Mob mentality. What comes to mind? Most think of riots, violence, anger, sports arenas, and probably even politics. I recently read an article proposing that people involved in a mob usually become abnormal in behavior, they lose their individualistic drive to the greater mob’s benefit, and display strong emotions or beliefs in their participation. It amazes me what little effort it sometimes takes for a crowd to gather, assembling with a common bond. And yet, how many of us experience this among believers? This past weekend, I saw mob mentality and the impact it can have when Jesus is the common denominator.
Ten churches in our community gathered together, experienced gospel fellowship, and left empowered by the Spirit to spread the gospel. Yes, you might say some of us became abnormal in our behavior, and surely our individual drives were drowned out by the church’s call to unity under the headship of Christ. Worship was sweet, fellowship was sweet, and the unifying power of Christ was made famous among us.
Acts chapter 2 begins, “When the day of Pentecost arrived, they were all together in one place. And suddenly there came from heaven a sound like a mighty rushing wind, and it filled the entire house where they were sitting. And divided tongues as of fire appeared to them and rested on each one of them. And they were all filled with the Holy Spirit and began to speak in other tongues as the Spirit gave them utterance. Now there were dwelling in Jerusalem Jews, devout men from every nation under heaven. And at this sound the multitude came together, and they were bewildered, because each one was hearing them speak in his own language. And they were amazed and astonished, saying, ‘Are not all these who are speaking Galileans? And how is it that we hear, each of us in his own native language? Parthians and Medes and Elamites and residents of Mesopotamia, Judea and Cappadocia, Pontus and Asia, Phrygia and Pamphylia, Egypt and the parts of Libya belonging to Cyrene, and visitors from Rome, both Jews and proselytes, Cretans and Arabians—we hear them telling in our own tongues the mighty works of God.’ And all were amazed and perplexed, saying to one another, ‘What does this mean?’ But others mocking said, ‘They are filled with new wine’ “(1-16).
I can’t help but laugh at the “multitudes” reaction to this mob of lit-up believers. In the next few verses, Peter has to assure the multitudes who have been drawn to the commotion, the believers aren’t drunk. Can you even imagine being so empowered by the Holy Spirit you are accused of being drunk? I have no doubt that as some in our community looked at the mob at Trinity Pines Conference Center, they were perplexed and amazed, probably saying to one another, “I can’t believe she would go to church with so-and-so!” “I can’t believe they managed to get all those Pastors to get along!” “I can’t believe they were willing to drop all their differences to come together!”
Some probably thought it would take some “new wine” for some of us to want to worship together (much less be edified through it), and yet the Holy Spirit made it happen! Christ proved more valuable than our individual church differences and past conflicts.

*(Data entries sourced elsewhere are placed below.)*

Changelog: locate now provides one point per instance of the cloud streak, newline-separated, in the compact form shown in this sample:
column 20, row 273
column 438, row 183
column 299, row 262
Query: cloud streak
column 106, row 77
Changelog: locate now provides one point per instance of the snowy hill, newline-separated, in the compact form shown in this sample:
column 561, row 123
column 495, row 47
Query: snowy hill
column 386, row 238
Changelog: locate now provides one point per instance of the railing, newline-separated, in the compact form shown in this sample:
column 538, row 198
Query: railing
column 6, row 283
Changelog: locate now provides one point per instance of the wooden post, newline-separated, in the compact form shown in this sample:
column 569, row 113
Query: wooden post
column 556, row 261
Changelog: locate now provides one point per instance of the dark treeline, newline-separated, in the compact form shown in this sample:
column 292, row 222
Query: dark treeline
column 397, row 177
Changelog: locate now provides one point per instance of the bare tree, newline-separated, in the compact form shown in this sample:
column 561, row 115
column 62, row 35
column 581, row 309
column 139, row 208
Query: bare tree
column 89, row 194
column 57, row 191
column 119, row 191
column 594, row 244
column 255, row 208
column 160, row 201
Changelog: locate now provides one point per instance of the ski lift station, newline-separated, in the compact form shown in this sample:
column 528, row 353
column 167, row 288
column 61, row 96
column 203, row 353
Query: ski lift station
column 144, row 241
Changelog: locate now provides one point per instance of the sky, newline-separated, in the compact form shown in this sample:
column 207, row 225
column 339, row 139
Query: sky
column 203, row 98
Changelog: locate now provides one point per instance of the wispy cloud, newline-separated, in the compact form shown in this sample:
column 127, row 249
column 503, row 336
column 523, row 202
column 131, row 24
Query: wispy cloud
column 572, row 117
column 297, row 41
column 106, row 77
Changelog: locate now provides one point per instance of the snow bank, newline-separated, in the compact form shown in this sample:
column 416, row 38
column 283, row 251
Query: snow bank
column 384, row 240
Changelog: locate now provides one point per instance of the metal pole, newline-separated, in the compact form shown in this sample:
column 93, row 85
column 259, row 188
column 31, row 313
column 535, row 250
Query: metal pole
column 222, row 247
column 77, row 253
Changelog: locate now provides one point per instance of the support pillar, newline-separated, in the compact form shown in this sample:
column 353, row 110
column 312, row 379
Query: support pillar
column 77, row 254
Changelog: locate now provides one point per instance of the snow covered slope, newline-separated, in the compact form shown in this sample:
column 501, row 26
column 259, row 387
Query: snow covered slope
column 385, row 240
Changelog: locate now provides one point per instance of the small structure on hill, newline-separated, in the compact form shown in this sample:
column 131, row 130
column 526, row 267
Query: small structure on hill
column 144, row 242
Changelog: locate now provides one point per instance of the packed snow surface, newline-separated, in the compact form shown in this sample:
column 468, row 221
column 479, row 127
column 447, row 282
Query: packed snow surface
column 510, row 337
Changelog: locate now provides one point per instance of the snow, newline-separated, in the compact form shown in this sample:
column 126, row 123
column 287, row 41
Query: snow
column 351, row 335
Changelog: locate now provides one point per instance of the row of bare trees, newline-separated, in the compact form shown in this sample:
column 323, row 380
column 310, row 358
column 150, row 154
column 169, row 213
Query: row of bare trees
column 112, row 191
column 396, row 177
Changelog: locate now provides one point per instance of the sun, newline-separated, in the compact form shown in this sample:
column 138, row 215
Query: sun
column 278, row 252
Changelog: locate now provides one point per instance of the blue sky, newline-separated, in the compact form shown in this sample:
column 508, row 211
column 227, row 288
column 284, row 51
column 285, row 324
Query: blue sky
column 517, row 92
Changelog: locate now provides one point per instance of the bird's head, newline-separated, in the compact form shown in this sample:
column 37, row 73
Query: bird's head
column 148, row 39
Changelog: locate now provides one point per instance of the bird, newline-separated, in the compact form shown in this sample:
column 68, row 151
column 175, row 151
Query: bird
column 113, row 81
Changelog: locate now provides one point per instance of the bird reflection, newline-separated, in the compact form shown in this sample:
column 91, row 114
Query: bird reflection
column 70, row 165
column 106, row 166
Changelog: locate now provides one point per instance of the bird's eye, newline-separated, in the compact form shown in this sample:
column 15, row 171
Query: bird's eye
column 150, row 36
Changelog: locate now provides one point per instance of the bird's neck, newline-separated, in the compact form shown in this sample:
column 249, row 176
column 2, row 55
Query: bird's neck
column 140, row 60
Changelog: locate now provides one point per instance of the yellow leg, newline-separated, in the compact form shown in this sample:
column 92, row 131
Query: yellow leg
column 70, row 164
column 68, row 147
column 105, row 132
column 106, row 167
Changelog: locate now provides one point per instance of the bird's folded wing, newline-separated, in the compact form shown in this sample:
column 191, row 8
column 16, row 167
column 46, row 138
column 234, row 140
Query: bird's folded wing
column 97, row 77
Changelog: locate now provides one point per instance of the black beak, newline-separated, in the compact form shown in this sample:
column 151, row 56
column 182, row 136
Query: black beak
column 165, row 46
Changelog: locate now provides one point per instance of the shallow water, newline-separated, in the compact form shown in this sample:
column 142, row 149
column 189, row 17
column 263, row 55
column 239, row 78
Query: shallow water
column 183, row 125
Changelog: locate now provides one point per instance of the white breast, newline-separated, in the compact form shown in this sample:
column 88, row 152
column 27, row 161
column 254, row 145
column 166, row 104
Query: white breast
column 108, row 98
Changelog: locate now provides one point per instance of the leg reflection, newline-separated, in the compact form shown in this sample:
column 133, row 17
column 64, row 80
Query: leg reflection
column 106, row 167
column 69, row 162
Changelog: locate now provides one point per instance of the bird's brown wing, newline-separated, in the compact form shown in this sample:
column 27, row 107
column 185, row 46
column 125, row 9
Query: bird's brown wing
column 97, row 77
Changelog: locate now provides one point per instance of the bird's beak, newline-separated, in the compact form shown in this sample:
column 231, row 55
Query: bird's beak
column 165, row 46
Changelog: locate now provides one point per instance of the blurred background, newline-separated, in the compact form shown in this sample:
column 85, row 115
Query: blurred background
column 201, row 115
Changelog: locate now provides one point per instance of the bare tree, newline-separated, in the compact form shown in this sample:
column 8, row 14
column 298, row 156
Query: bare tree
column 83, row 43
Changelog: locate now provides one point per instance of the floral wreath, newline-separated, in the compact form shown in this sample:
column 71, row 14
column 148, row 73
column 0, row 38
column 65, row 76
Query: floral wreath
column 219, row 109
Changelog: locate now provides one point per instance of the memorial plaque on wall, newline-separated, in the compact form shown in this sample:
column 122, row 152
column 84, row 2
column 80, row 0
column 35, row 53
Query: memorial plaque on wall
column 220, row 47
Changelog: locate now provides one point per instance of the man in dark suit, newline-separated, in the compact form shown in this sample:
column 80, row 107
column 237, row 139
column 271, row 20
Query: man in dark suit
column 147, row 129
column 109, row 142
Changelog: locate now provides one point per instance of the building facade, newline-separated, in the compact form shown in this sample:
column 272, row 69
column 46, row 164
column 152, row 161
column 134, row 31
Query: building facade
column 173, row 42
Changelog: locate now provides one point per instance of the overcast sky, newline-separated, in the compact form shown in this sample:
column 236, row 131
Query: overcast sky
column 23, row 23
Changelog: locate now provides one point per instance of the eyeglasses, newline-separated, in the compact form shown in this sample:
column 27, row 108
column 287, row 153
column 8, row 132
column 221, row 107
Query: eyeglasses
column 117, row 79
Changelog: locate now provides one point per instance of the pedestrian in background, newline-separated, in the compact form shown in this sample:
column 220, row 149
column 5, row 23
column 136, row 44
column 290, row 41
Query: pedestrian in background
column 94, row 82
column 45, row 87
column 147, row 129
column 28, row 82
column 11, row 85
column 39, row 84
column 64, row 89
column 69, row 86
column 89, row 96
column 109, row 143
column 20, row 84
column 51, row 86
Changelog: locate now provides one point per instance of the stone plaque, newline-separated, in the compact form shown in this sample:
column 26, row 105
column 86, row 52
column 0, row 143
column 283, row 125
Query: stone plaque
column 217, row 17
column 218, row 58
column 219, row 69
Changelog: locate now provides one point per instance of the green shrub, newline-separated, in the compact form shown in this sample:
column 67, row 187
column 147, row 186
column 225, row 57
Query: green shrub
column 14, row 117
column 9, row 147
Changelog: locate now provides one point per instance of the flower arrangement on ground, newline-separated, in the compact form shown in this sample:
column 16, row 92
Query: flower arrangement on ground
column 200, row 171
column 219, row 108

His cause is greater. For a moment, divine mob mentality took over and Christ was glorified! So many, both churched and unchurched have publicly marveled over the work that only God could bring about. Abnormal behavior? You bet! Strong emotion? Not a doubt! The evangelist for the event, Heath Peloquin, began Awaken by echoing Christ’s question to His disciples in Matthew 16, “Who do you say that I am?” Do we believe Christ is able to mute our differences equipping the body to spread His gospel? When we allow His message to unify us, we see Christ’s church as she really is: many nationalities, many tongues, many members, yet one body…His bride. Our unity brings heavenly things, promises of God, to the present. The Kingdom is at hand (Matthew 10:7).